Professor Raz, a world-renowned legal philosopher, was awarded the prize for his scholarship in rule of law.

New York, July 9, 2018—Columbia Law School Professor Joseph Raz was awarded the 2018 Tang Prize in Rule of Law. It comes with a $1.3 million prize.

The Tang Prize is awarded biennially to individuals who have made significant contributions in biopharmaceutical science, sustainable development, sinology, and the rule of law. The Tang Prize selection committee recognized Raz for “his path-breaking thoughts on fundamental aspects of legal studies, on which he offers a magisterial framework for deeper thinking, debates and dialogue.”

Raz is a world-renowned legal philosopher whose influential scholarship has for decades offered new insights into the nature of law and legal reasoning, as well as the relationship between law, morality, and freedom. He joined the Columbia Law faculty in 2002.

“Joseph Raz is one of the most brilliant and influential philosophers of our time,” said Gillian Lester, Dean and the Lucy G. Moses Professor of Law. “His original ideas about norms, authority, and the theory of legal positivism have won him global respect among his contemporaries in academia and this honor reflects his deeply distinguished standing in the field.”

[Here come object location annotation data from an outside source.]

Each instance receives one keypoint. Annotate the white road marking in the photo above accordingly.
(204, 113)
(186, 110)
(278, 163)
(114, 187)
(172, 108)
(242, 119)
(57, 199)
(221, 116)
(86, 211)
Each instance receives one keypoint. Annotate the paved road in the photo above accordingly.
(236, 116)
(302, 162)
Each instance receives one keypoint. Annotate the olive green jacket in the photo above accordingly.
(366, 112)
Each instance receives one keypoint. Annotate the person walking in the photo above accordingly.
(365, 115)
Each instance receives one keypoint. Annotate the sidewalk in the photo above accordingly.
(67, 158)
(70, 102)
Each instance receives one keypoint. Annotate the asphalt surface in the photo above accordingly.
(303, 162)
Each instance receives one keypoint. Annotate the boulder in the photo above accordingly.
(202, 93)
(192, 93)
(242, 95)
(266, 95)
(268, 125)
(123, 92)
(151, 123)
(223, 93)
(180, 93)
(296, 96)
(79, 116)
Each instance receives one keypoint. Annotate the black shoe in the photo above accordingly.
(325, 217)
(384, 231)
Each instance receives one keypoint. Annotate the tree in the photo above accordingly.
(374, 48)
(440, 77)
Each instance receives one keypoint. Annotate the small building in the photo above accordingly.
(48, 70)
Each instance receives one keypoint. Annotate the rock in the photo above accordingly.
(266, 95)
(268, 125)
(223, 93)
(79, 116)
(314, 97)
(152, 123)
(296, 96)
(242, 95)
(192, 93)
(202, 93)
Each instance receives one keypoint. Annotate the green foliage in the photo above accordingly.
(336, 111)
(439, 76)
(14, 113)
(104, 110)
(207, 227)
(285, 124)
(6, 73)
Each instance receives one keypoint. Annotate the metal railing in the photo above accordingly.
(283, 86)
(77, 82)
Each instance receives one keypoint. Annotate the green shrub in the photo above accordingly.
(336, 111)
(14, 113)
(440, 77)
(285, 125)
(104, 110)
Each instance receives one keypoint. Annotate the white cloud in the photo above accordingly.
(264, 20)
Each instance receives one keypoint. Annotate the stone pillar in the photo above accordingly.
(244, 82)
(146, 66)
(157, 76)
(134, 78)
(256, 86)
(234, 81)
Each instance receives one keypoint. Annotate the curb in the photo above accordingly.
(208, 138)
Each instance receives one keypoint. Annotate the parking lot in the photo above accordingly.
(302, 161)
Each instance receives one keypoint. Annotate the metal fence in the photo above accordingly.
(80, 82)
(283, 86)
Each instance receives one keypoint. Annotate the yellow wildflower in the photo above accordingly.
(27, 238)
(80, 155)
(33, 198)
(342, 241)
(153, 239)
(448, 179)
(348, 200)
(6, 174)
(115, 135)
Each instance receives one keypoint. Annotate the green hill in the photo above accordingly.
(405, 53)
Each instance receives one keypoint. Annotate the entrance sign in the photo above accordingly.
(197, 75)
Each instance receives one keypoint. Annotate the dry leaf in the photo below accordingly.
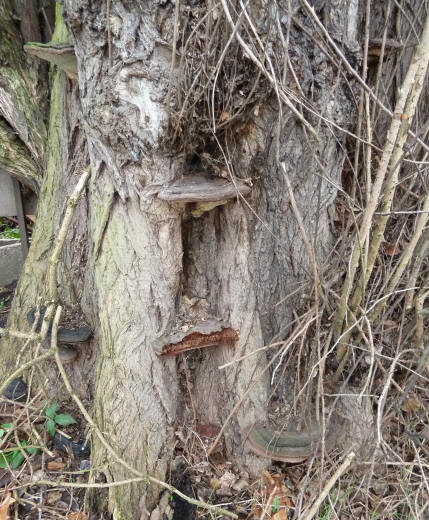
(56, 465)
(77, 516)
(280, 497)
(54, 497)
(4, 507)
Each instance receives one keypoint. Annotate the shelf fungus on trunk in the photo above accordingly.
(284, 446)
(204, 192)
(61, 55)
(203, 334)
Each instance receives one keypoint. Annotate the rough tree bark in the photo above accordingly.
(136, 267)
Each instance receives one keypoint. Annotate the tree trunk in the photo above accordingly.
(137, 268)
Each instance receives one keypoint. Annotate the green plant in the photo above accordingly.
(53, 418)
(275, 506)
(13, 457)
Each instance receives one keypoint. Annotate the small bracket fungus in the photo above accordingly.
(61, 55)
(203, 334)
(206, 192)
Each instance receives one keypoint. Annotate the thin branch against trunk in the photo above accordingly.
(408, 96)
(16, 160)
(18, 91)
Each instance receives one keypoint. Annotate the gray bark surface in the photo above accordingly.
(137, 268)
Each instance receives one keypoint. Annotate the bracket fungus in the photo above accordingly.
(61, 55)
(205, 191)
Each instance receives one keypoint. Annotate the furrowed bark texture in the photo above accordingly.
(150, 266)
(136, 267)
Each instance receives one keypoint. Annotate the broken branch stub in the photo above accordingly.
(199, 188)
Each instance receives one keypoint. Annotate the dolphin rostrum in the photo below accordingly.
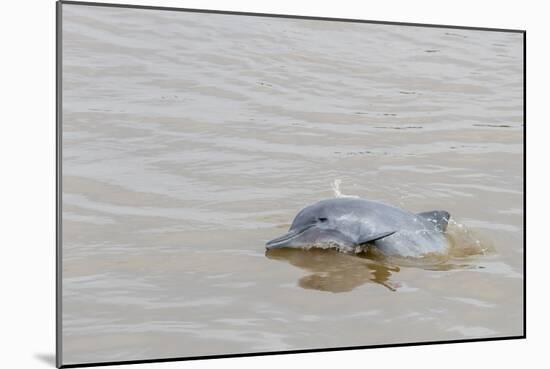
(350, 223)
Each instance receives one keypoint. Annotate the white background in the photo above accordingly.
(27, 202)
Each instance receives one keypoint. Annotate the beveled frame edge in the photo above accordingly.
(59, 136)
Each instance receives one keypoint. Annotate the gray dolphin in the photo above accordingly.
(349, 223)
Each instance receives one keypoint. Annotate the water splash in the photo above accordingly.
(336, 189)
(465, 242)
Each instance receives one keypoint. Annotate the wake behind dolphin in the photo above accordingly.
(351, 223)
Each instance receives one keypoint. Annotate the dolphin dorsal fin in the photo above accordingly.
(440, 218)
(374, 237)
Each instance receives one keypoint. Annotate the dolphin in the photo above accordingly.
(351, 223)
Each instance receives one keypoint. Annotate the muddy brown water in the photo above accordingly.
(189, 140)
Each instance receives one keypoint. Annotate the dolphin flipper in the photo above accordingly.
(374, 237)
(440, 218)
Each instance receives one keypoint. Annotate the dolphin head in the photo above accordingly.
(313, 224)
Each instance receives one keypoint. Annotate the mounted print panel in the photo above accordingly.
(239, 184)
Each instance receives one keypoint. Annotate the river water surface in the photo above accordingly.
(189, 140)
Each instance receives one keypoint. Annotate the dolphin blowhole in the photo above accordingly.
(351, 223)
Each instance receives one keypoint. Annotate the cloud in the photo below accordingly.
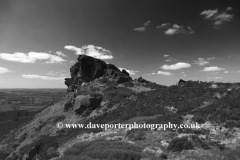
(218, 18)
(161, 73)
(31, 57)
(229, 9)
(213, 68)
(91, 50)
(73, 48)
(165, 73)
(209, 13)
(176, 66)
(170, 59)
(43, 77)
(175, 29)
(216, 78)
(211, 58)
(132, 72)
(59, 53)
(200, 61)
(164, 25)
(4, 70)
(142, 29)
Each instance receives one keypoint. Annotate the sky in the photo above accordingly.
(160, 40)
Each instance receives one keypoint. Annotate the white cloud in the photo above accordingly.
(229, 9)
(165, 73)
(142, 29)
(211, 58)
(176, 66)
(209, 13)
(176, 29)
(215, 73)
(91, 50)
(218, 77)
(164, 25)
(31, 57)
(43, 77)
(200, 61)
(4, 70)
(170, 59)
(213, 68)
(218, 18)
(161, 73)
(132, 72)
(59, 53)
(73, 48)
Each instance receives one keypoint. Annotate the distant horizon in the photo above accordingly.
(161, 41)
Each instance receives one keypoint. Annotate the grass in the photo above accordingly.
(104, 150)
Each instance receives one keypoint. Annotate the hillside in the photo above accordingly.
(100, 93)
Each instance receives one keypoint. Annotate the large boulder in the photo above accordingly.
(84, 102)
(88, 69)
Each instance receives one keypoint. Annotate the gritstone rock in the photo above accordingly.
(88, 69)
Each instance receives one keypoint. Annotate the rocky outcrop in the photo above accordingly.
(88, 69)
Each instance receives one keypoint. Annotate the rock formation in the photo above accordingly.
(88, 69)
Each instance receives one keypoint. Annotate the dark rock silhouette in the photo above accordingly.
(88, 69)
(33, 153)
(181, 82)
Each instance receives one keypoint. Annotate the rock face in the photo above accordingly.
(88, 69)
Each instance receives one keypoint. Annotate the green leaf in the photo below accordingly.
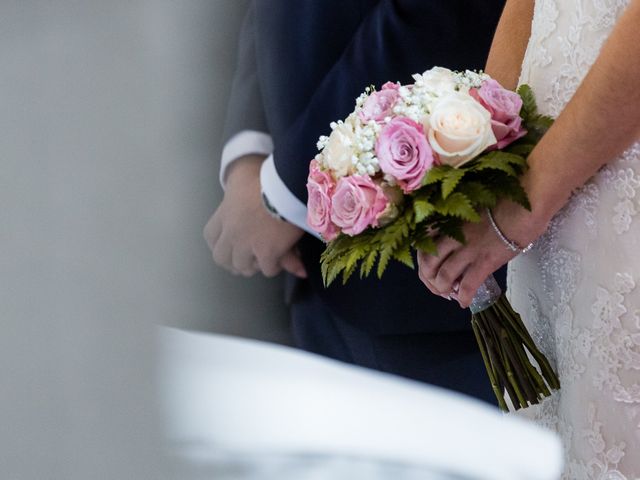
(510, 188)
(436, 174)
(521, 149)
(453, 230)
(451, 181)
(497, 160)
(457, 205)
(529, 107)
(385, 256)
(478, 194)
(368, 263)
(403, 255)
(422, 209)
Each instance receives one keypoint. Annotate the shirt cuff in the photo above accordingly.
(246, 142)
(285, 202)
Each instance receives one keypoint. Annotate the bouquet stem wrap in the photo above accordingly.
(427, 157)
(507, 350)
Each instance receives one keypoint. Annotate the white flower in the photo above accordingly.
(438, 80)
(339, 149)
(460, 129)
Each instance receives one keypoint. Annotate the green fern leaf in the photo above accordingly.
(436, 174)
(385, 256)
(529, 107)
(478, 194)
(457, 205)
(368, 263)
(422, 209)
(451, 181)
(403, 255)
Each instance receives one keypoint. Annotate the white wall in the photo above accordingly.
(110, 130)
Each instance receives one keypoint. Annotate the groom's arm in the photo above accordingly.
(246, 132)
(398, 38)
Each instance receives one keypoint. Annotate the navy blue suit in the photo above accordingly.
(302, 64)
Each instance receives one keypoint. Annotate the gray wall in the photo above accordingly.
(110, 131)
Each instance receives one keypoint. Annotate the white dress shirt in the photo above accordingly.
(286, 203)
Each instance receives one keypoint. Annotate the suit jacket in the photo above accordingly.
(302, 63)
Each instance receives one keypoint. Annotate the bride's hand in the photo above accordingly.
(459, 270)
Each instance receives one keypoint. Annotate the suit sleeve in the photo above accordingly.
(245, 109)
(398, 38)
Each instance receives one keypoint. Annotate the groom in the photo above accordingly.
(301, 65)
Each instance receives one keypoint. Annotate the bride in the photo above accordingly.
(577, 289)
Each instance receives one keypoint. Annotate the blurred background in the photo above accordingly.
(110, 137)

The two previous winners in the rule of law category were international human rights activist and lawyer Albert Louise (“Albie”) Sachs, former Justice of the Constitutional Court of South Africa (2014) and Louise Arbour (2016), former United Nations High Commissioner for Human Rights who currently serves as U.N. Special Representative for International Migration.

I am very grateful for this recognition, and am particularly proud to join the company of such distinguished laureates,” said Raz, the Thomas M. Macioce Professor of Law.  “I am glad that the Tang Foundation chose to underline the importance of the rule of law in our turbulent world.”  

A prolific writer, Raz is the author of 10 books, including: From Normativity to Responsibility (Oxford University Press, 2011); Between Authority and Interpretation (Oxford University Press, 2009); and The Authority of Law: Essays on Law and Morality (Oxford University Press, 1979).

He has delivered countless lectures worldwide, including the Kellogg Lecture In Jurisprudence at the Library of Congress in 2011; the Hart Memorial Lecture, Oxford University, 2009; the Tanner Lectures, Berkeley 2001; and the Storrs Lectures, Yale 2003. Raz was elected a fellow of the British Academy in 1987 and has been an honorary foreign member of the American Academy of Arts & Sciences since 1992.

He served as a fellow and tutor in law at Balliol College, Oxford from 1972 to 1985, and from 1985 to 2006 served as professor of philosophy of law at Oxford University.  Since 2011 he has been a part-time research professor at King’s College, London. His numerous visiting professorships include Rockefeller University, the Australian National University, the University of California, Berkeley, the University of Toronto, Yale Law School, and the University of Southern California.

Raz earned a Magister Juris degree from the Hebrew University, Jerusalem in 1963, followed by a Doctor of Philosophy (D.Phil.) from Oxford University in 1967.

The Tang Prize ceremony will take place in Taipei, Taiwan, in September 2018, as part of a weeklong series of events that includes a laureate lecture and a question-and-answer forum with students.

The Tang Prize was established in 2012 by philanthropist Samuel Yin, Ph.D., chairman of Ruentex Group.